‘I thought it was gunna be a happier record but it ended up being the opposite’
Low Roar is an American post-rock, electronic band fronted and founded by Ryan Karazija based in Warsaw, Poland. Previously based in Reykjavik, Iceland, the band established themselves with two albums: the self-titled ‘Low Roar’ and ‘0’.
To label them would be unfair. They are a unique blend of atmospheric synths; shoe-gaze influenced guitars and folk led songs, layered in soundscapes creating a cinematic texture. Their music holds despondent lyrics and a sombre tone that carries you on an emotional experience, guided by a whirlpool of drifting sonic qualities.
The band are currently on tour after releasing their third album ‘Once in a long, long while’ which was recorded in Shoreditch, London, just down the road from where I caught up with Ryan after their show at XOYO. Ryan’s journey of preparing for tour was a stressful three weeks of arranging the set from scratch with a new band. After travelling with the same band for over a year and a half Ryan comments on his anxiety of not being good enough with his newer, not as rehearsed band; ‘I don’t wanna go out and sound bad’. ‘Especially if people come back to see us for a second time and think… ‘That wasn’t as good as last time’. ‘So, I was stressed about it’. They started their tour in Mexico, travelled all through Canada and America as a supporting act, and are now in the U.K headlining. Their set definitely doesn’t portray any signs of uncertainty. It is like a continuous wall of sonic purity with minimal breaks, allowing you to immerse yourself in the euphoric sounds.

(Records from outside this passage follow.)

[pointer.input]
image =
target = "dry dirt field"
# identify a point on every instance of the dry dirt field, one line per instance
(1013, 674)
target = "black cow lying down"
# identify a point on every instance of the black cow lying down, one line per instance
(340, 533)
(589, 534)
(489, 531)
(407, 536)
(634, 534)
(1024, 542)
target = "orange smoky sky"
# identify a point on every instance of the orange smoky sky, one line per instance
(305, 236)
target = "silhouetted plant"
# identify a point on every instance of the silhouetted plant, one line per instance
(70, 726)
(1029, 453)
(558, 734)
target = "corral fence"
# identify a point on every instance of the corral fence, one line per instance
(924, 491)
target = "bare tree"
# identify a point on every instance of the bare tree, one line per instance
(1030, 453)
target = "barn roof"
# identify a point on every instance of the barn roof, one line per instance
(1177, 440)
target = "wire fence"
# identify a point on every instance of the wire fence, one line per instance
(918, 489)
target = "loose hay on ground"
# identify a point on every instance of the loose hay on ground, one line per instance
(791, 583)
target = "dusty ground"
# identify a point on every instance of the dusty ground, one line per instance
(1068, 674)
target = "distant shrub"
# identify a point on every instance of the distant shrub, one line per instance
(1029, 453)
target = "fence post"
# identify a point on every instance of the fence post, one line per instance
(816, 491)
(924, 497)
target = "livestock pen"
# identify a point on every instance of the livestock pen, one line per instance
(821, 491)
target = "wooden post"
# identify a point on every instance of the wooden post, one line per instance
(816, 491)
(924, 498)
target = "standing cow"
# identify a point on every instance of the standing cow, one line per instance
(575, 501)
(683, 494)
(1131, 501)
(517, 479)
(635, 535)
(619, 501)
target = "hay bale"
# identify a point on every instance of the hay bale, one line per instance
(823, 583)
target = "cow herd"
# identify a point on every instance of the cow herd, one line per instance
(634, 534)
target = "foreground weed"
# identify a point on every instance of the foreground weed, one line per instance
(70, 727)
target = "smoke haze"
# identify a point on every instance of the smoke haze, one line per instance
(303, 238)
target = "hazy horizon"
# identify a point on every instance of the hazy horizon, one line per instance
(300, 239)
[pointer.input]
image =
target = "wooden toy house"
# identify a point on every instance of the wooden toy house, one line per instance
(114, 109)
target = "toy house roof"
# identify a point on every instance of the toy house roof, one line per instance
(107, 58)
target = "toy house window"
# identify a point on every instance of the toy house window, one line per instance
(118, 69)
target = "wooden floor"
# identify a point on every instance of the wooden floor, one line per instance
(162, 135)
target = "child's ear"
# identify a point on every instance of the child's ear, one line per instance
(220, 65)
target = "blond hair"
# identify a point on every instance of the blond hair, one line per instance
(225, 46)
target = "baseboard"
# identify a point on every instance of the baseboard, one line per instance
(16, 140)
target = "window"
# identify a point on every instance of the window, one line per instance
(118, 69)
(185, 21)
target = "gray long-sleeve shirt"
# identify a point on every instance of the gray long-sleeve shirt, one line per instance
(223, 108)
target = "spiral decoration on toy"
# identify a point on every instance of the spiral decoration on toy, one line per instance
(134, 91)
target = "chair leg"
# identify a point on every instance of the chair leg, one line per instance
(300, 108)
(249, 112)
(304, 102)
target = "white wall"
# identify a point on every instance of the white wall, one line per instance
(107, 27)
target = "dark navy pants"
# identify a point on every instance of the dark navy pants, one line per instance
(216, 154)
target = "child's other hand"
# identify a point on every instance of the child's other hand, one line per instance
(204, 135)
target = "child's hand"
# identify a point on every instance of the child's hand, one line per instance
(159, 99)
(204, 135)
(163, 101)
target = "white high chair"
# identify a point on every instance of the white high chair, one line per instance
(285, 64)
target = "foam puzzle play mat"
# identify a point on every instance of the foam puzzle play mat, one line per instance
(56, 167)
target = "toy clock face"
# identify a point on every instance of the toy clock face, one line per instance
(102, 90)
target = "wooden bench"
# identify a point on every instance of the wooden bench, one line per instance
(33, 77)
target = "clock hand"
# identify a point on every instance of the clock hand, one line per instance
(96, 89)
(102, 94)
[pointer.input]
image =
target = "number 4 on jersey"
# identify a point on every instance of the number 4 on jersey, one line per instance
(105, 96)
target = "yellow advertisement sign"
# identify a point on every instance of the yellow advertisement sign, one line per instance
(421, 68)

Over the years Low Roar’s music has developed through the access to more technology. ‘When I did the first record I had nothing really but an acoustic guitar and my electric guitar and a small midi controller’. Now, with more technology and choices available their sound has evolved. However, having more options isn’t always a good thing. Its something ‘you have to be very careful with it. You can over blow it’. ‘I had good people around me to help me with that’ states Ryan. ‘But definitely you wanna do something different each time cause you don’t wanna create the same album over and over’. Similarly, the band makes a conscious effort to deliver something unique within their live set, which is tailored to have more of an edge in comparison with the record: a grittiness that is found within the manipulation of instruments and the interpretation of the new band members. I personally found an interest in the guitar playing in the set. The instrument also took role of mimicking the strings on the album with a bow as a tool, highlighting the influence of bands such as Sigur Ros. Ryan comments that ‘yonsi from Sigur Ros uses it as this massive instrument and sings a lot of the lines that are being bowed. We just try to mimic the strings that are on the record. There are a lot of staccato strings’. The guitar was also used in replacement of synthesisers, drenched in reverb and delay, sounding like anything but a guitar, a delicate touch that filled out the sound with colour.
Lyrically, the band has also developed. Whereas in previous albums the lyrical themes have been about the loneliness and isolation of moving to Iceland, the new album’s lyrics are inspired from post-divorce life. ‘I thought it was gunna be a happier record but it ended up being the opposite’. Through the negatives however, the positive to take from these experiences is the muse that inspired a new lyrical direction. ‘I mean I have to relive it every day. And sometimes I don’t notice when I’m singing the songs we’re playing but there’s occasions when I’m singing and I know what it’s about and then it’s like, agh, I can feel it again’. These heartfelt moments bring an honesty and real-ness to the music: a depth to it. And live this is experienced as an intimate and personal connection between audience and band.
The bands emotive capacity and cinematic soundscapes makes their music perfect for soundtracks. Their song ‘I’ll keep coming’ won them an appearance on Hideo Kojima’s game ‘Death Standing’. Ryan explains that this came about through a chance encounter when Hideo heard them in a record store in Reykjavik, Iceland. ‘We were on tour years ago and Sony messaged us saying… we wanna use this song for something. We cant tell you why, we can’t tell you who for… but we can offer you this. Do you wanna take it? And I was on the road and just woke up and my manager called I just said yes. Let’s just do it’.
Adding that the band would love to do more soundtracks ‘but no ones really asked me. I plant the seeds and then, I have to be asked’. With their new album dwelling in immersive filmic textures I wouldn’t be surprised if more opportunities like this arose.
The band will continue to tour throughout Germany and finish their last three dates in Poland. And resume their tour after a six-week break.